L’illuminazione scarna, i soffitti bassi del locale e la surreale presenza di una cartina geografica del Sudamerica, nonché la giovanissima età dei musicisti, lasciano pensare che i nostri si esibiscano nella palestra di una qualche high-school, dopo l’ora di ginnastica, ma a dispetto dell’anagrafe i Paperhead, formatisi nel 2009 (col nome The Looking Glass) e con già tre dischi alle spalle, affrontano il (ridotto) palcoscenico con la sicurezza e l’essenzialità dei veterani. Malgrado indossi una t-shirt di Yngwie Malmsteen, il cantante e chitarrista Ryan Jennings è quanto di più lontano si possa immaginare dal paradigma del virtuoso dello strumento interessato solo alle proprie acrobatiche masturbazioni: il suo gesto è veloce, secco, incisivo, perfetto per accompagnare le evoluzioni rockiste di un suono in massima parte costruito sul furoreggiare della sezione ritmica. Sono infatti le vulcaniche linee del basso di Peter Stringer-Hye e i fulmini scatenati sui tamburi da Walker Mimms a condurre le danze, al punto da relegare in un angolo le pur volenterose tastiere di Matt McQueen (apparso abbastanza sacrificato nell’economia della serata) e portare il taglio della band verso una dimensione power-pop di continuo altalenante tra visioni psych e sfuriate hard.

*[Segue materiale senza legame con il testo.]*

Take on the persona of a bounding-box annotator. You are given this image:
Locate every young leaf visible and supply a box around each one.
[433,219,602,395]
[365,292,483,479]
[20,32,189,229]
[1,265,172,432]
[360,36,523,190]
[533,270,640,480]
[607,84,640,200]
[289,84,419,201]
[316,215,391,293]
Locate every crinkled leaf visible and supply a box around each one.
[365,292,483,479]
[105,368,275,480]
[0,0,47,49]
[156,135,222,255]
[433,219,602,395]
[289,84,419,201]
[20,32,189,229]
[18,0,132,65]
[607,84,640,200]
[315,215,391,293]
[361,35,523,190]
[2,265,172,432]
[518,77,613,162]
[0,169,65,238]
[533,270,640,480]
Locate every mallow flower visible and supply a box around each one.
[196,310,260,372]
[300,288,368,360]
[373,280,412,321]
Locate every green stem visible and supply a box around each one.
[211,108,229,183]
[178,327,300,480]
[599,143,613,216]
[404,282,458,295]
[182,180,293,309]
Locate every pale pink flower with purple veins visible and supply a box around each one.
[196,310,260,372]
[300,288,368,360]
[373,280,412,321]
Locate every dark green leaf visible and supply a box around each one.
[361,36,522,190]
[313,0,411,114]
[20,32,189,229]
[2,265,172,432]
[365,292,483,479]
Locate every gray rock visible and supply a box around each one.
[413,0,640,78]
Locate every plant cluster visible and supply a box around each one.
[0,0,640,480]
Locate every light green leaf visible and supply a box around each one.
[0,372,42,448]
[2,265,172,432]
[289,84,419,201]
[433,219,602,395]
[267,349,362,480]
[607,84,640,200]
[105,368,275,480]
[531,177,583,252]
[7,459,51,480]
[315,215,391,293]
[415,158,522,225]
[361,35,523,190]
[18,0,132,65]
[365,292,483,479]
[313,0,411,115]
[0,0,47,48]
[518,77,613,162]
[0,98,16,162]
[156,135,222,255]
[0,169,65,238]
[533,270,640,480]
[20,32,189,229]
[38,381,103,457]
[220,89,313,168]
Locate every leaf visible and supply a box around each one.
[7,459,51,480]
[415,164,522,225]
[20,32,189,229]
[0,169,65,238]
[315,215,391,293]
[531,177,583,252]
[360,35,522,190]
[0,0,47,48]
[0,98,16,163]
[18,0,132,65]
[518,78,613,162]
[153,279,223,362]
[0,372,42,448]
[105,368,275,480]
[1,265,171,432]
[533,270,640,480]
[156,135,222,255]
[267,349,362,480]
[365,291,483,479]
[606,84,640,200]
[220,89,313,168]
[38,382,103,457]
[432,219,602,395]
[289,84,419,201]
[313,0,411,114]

Dal vivo, insomma, i quattro (ma, dati i perenni ancorché inutili tentativi di McQueen di alzare il coefficiente allucinogeno della proposta, sarebbe meglio dire “i tre”) spingono sul pedale dell’acceleratore e del r’n’r, risultando talvolta molto convincenti (per esempio nelle caustiche improvvisazioni di una lunga, deragliante None Other Than) e talvolta un po’ monodimensionali (è il caso di una Eye For Eye stavolta sprovvista del sinistro portamento à la Syd Barrett riscontrabile su album). Il loro show, oltre a certificare la buona fattura dei brani tratti dall’ultimo Africa Avenue (pubblicato pochi mesi fa dalla Trouble In Mind di Chicago), resta spassoso, coinvolgente e sudato; su questo non ci sono dubbi. Tuttavia, dal prossimo giro sarà forse il caso di scrollarsi di dosso tutte le influenze sin qui catalogate, allineate, rivisitate e, spesso, fotocopiate (con passione genuina, inutile negarlo), per introdurre qualche elemento di maggior personalità. Scelta indispensabile se si considera la musica un organismo vivo e in trasformazione; altrimenti, per divertirsi nello spazio di un concerto, vanno benissimo anche le nidificazioni di stili altrui.